Le variable se stabilise Après avoir longtemps crû, la part du variable de la rémunération globale des commerciaux se stabilise. “ Elle pèse, tous secteurs confondus, entre 8 et 15 % de la rémunération totale, avec des écarts selon les secteurs, indique Bernard Marty, consultant expert chez Hay Management Consultants.
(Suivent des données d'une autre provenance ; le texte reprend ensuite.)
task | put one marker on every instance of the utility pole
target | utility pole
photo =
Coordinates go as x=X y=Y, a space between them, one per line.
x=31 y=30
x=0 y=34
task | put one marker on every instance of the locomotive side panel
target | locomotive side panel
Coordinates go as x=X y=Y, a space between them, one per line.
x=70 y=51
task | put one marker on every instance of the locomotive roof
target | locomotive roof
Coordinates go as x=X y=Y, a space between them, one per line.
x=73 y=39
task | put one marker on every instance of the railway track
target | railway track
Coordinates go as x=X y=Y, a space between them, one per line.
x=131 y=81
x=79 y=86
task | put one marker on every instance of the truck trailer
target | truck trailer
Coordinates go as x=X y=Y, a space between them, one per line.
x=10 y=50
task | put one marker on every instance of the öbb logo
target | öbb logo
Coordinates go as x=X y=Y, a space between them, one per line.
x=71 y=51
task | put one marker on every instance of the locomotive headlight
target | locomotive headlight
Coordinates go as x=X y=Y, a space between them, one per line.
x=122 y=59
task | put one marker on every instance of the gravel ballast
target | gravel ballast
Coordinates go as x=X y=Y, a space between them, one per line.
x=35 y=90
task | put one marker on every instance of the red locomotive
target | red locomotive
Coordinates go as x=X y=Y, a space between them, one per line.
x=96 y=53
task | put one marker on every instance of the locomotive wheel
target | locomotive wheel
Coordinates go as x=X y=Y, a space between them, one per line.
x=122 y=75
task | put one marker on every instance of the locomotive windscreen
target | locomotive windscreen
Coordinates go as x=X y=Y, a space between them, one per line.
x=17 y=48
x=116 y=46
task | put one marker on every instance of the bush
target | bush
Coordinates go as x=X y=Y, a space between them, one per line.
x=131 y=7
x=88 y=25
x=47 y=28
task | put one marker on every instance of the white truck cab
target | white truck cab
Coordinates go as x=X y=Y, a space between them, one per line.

Le variable se situe ainsi autour de 10 % dans le secteur de la grande consommation et de 30 % dans celui de la vente de consommables industriels ou d’équipements de bureau. ” Un écart essentiellement imputable à l’impact du commercial dans la prise effective de la commande : plus son rôle est décisif, plus la part du variable croît.

Avis d’expert

Maître Dominique Paule Dupard, avocate au barreau de Paris “ L’employeur doit obligatoirement obtenir l’accord du salarié ” “ Si un employeur peut modifier l’assiette des commissions de la rémunération de ses commerciaux intégrés, en revanche, il ne peut le faire unilatéralement, comme l’a d’ailleurs récemment rappelé la cour de cassation dans un arrêt rendu le 8 janvier 2002. ” L’employeur doit obtenir l’accord du salarié, même s’il prétend que ce nouveau mode de calcul de la partie variable est plus avantageux pour le salarié. “ Il doit d’abord donner au salarié l’ensemble des explications lui permettant de discuter en toute connaissance de cause, puis lui laisser un temps de réflexion d’environ un mois, avant de faire signer un avenant au contrat de travail. ”Les employeurs doivent aussi être vigilants sur le montant total de la rémunération du commercial salarié. “ Il existe un minimum garanti au VRP exclusif employé à plein temps (article 5 de l’accord national interprofessionnel des VRP), qui assure une rémunération égale à 520 fois le taux horaire du Smic par trimestre. ”

Témoignage

Olivier Langlois, directeur marketing de la marque Sem, du groupe Compo Horticulture et Jardin “ Nous pilotons le système de rémunération en fonction des nouveaux axes de stratégie du groupe ” Olivier Langlois attribue notamment la réussite de Sem, ces dernières années, à la motivation de son équipe, construite grâce à un système de rémunération mûrement réfléchi. “ Nous avons transformé nos collaborateurs en entrepreneurs. ” Leur métier n’est donc plus centré sur la prise de commandes, mais sur des données de merchandising. D’où un nouveau mode de calcul du variable : “ Si, hier, nous motivions les commerciaux à partir d’un levier unique de chiffre d’affaires, désormais nous en actionnons plusieurs : la marge, le niveau des stocks, l’assortiment, la mise en place de promotions, de PLV, etc. ” Le système de rémunération est aussi devenu évolutif “ en fonction des nouveaux axes stratégiques ”, explique Olivier Langlois. Résultat : une satisfaction client au zénith.

Il y a 20 ans

_ En 1982/1983, l’enquête de rémunération des professionnels de la vente de terrain menée par Action Commerciale faisait apparaître “une dispersion croissante des rémunérations”. Les deux tiers des rémunérations étaient alors compris entre 80 000 et 139 000 F (12 195 et 21 190 e). _ L’enquête Action Commerciale soulignait que les systèmes de rémunération à la commission semblaient “appelés à disparaître au profit de salaires fixes ou de modalités du type fixe + prime.